Nathan continues with cycling into rages and self injury. We are so disappointed, because we had seen improvement with the new medication. Unfortunately, that lasted only 4 days. Now he is not AS bad, but he is not good.

I have so much trouble coping with my reaction to him. I have guilt on all fronts. I feel terrible when I'm here. I don't want to come home from work. I'm having to take off work to get things done with the other boys (orthodontists, doctors, etc.) because Paul can't handle all 3 at a doctor's office and there's no one who will watch Nathan right now. I feel so guilty about that. I hate where my life is at right now. I almost feel like I am watching a child with cancer who will never die but never be cured. There seems to be no end to his suffering.

His problems touch every part of our lives. Isaac has to hide his toys from him, and he has learned to stay away from him when he's raging. Sam is doing poorly in school, but it is very difficult to spend much time studying with him if I am at work and Paul is coping with meltdowns and is mainly in survival mode. I am feeling guilty about all the time I take off from work. Paul...Paul is here all day, every day. His life is a stream of rages and keeping Nathan safe from himself.

We spend a lot of time talking about him. What is going on? Is there any hope that things will improve significantly?

Tonight I was talking to Paul about my feelings. I am not depressed like I have been in the past. I feel helpless, pulled by a force stronger than myself. I have so much guilt. Just a little bit of anger. Which is a lot better than a year ago when I raged against family who chose to be ignorant to our situation and see their own needs and commitments as so much more important than ours. I wondered, am I over-reacting? Do I need meds?

"No" he told me. "Our life sucks. Imagine if someone else were to tell you that they come home daily to a child screaming, crying, hurting themselves. You would say 'wow, that is terrible.' That is our life. It does suck right now."

Nice to be validated, isn't it?

So, I thought, we don't have much control over this. We will try the medications recommended. And when they don't work, we will try new ones. Until, hopefully, something does work.
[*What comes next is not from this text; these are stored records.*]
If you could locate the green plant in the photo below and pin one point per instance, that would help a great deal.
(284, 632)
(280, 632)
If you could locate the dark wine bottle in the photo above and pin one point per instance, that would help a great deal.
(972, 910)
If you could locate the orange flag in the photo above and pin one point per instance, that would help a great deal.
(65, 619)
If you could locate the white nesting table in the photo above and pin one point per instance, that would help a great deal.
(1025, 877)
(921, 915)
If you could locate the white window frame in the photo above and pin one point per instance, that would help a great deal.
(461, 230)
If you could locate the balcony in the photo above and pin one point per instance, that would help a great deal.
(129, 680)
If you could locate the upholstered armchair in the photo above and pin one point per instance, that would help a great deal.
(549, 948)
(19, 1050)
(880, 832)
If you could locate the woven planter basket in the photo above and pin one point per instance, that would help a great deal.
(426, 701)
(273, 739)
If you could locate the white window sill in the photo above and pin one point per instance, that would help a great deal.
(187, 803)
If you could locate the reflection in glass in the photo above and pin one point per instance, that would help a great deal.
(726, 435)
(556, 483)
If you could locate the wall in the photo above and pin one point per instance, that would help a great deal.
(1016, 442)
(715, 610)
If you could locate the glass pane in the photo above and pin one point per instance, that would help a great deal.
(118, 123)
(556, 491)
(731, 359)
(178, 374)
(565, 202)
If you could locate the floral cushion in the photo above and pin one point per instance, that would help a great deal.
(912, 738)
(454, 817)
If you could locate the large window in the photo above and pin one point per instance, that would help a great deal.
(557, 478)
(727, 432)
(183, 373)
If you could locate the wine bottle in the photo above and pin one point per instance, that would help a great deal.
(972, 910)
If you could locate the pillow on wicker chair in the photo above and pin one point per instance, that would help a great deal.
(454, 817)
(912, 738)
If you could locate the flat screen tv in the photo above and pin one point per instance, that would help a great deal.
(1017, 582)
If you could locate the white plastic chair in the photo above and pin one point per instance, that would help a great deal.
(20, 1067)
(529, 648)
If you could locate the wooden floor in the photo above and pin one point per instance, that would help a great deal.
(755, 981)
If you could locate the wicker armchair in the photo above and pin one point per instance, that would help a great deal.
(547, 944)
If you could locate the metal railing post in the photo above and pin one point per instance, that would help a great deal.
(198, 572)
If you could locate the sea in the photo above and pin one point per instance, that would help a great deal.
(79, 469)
So what can we work on? What is most important? He enjoys academics-math, handwriting, map skills. These are nice, but not important in daily functioning. He still needs a reliable form of communication. His voice is not reliable. Sometimes it doesn't work. Sometimes it says things that are not what he wants, but an echo he can't get out of his head. And when he gets something he asked for but doesn't want he flies into another rage.

Communication is most important. Reliable communication. So we will start in on the Proloquo2Go again. Make it the centerpiece of homeschooling. Approach it like we approached PECS so many years ago with Sam. Go with highly desirable items and have him request them again and again.

I can't control the rages and self-injury. But I can keep pushing his skills forward whenever I have his attention. In between the pain, there will be progress.

And communication is the most important.